Right now, the customer is very confused. They see a shirt made out of bamboo fibers. That sounds sustainable. Well, in reality it's rayon. It's been around for a long time, and it uses very toxic chemicals. But nobody knows that. We're going to answer all those questions and make it easy for the consumer to be able to pick and choose.
The other thing that's happening in our company is we're going to take responsibility for our product from birth to birth. We're actually going to come out with ads that say: Don't buy a jacket from us unless you really need it. If you do buy it, and it breaks, we'll fix it. If and when you want to get rid of it, we'll help you find another home for it. When it is finally no longer usable by anybody, give it back to us. And if it's made out of polyester, nylon 6, cotton, wool, or hemp, we'll be able to make more clothing from it. We're going to close the loop on consuming and discarding. That's the most exciting thing that's happening with my company.

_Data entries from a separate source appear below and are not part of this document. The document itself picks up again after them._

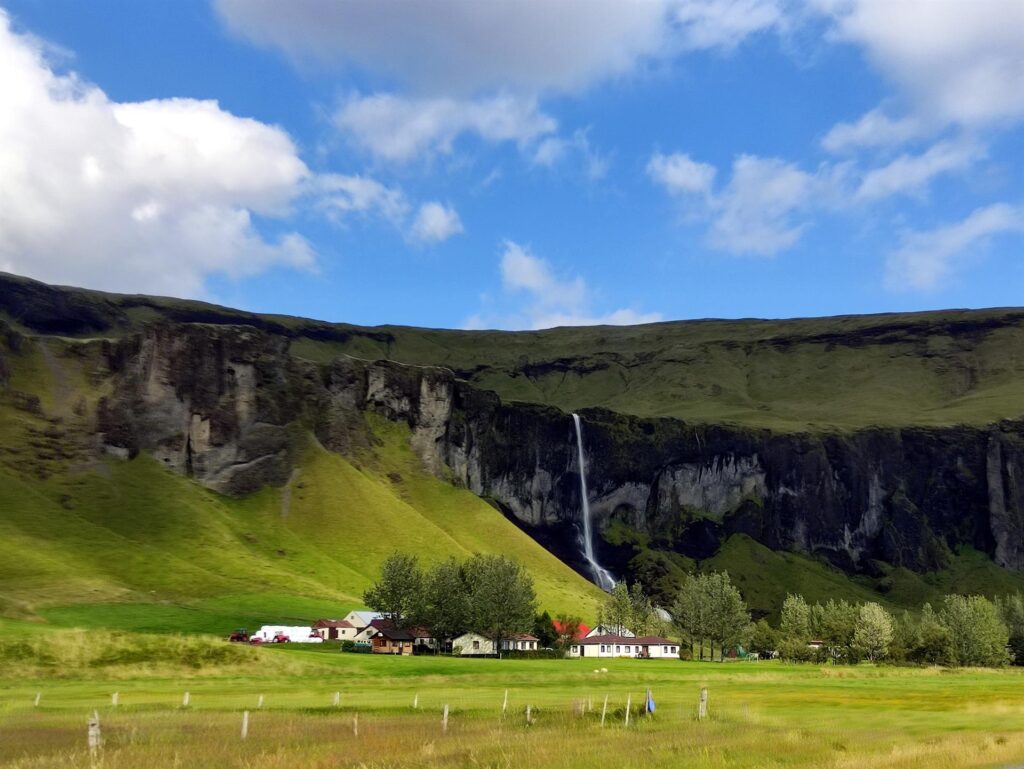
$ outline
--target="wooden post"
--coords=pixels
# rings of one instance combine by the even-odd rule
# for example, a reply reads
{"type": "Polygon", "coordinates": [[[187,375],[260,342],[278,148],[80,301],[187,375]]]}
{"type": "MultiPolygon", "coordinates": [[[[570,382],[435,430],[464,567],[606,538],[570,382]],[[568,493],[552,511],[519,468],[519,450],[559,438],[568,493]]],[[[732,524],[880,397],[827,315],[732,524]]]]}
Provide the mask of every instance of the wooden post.
{"type": "Polygon", "coordinates": [[[95,756],[102,744],[103,738],[99,733],[99,713],[93,711],[92,718],[89,719],[89,753],[95,756]]]}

Dhar: What does sustainability mean to consumers globally?
Chouinard: It's very important in Europe. Your average European consumes only 25% of what an American consumes. I don't think your average Chinese could care less about how a product gets made. They're on the same consuming trip that we've been on for a long time. We're not interested in going into the Chinese or Indian markets to push them to consume more.

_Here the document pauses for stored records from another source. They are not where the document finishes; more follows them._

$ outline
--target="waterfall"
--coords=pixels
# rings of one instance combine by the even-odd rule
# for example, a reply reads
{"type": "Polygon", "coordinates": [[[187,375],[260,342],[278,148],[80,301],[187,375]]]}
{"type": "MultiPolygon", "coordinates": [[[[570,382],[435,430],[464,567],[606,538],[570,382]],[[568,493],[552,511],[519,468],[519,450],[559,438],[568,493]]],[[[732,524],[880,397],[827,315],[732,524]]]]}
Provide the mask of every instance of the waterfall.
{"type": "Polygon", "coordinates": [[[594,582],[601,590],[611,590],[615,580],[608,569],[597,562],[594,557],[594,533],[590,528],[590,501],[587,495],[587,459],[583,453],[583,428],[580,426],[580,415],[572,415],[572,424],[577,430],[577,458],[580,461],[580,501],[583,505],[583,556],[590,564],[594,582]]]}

Comstock: I have one anecdotal point. We tied our brand to the Olympics in Beijing in 2008, and our messaging was around the Olympics being cleaner, greener games and that GE was there. And it was incredibly valuable and resonated, really made a very relevant connection. That said to us that consumers all over the world care. They want to know that companies are performing that way.
From a pure products perspective, in emerging markets, the real trend that everybody is having to react to is that consumers don't just want the cheapest product, they want the best quality that they can afford. And their notion of quality includes sustainability concerns. I think that's permeating all types of consumer touch points.
Another trend is certainly the renewable space. There is an incredible global gold rush, if you will, for solar, wind, and geothermal energy. Just look at the number of patents and inventions coming out of China and India; the race is on. It's yet to be seen how that's all going to end up, but it's certainly something to note. It's supplying jobs to people. It's having an impact.
Dhar: Is this relationship between the customer and the company enough of a lever to create whatever level of systemic change we need to meet our environmental challenges?
Chouinard: I would say no. It's not enough at all. Saving the planet is number 19 on people's priorities. You'd think it would be number one. But no, number one is personal security. The world is scared to death of everything, right now. So it's not going to come from the consumer. It has to come from businesses who understand that the consumer is going to be demanding these kinds of products in the future. You have to start reacting right now, before the customer tells you so.
However, within a very short period of time, the consumers will change. The younger customers, Generation Y — they are absolutely going to be voting with their dollars. They're going to be really critical consumers. Fifteen-year-olds are not watching television. They're not listening to advertising. They're communicating among themselves. They've all had some background in school learning about the world's problems, and they are a completely different consumer than previous generations.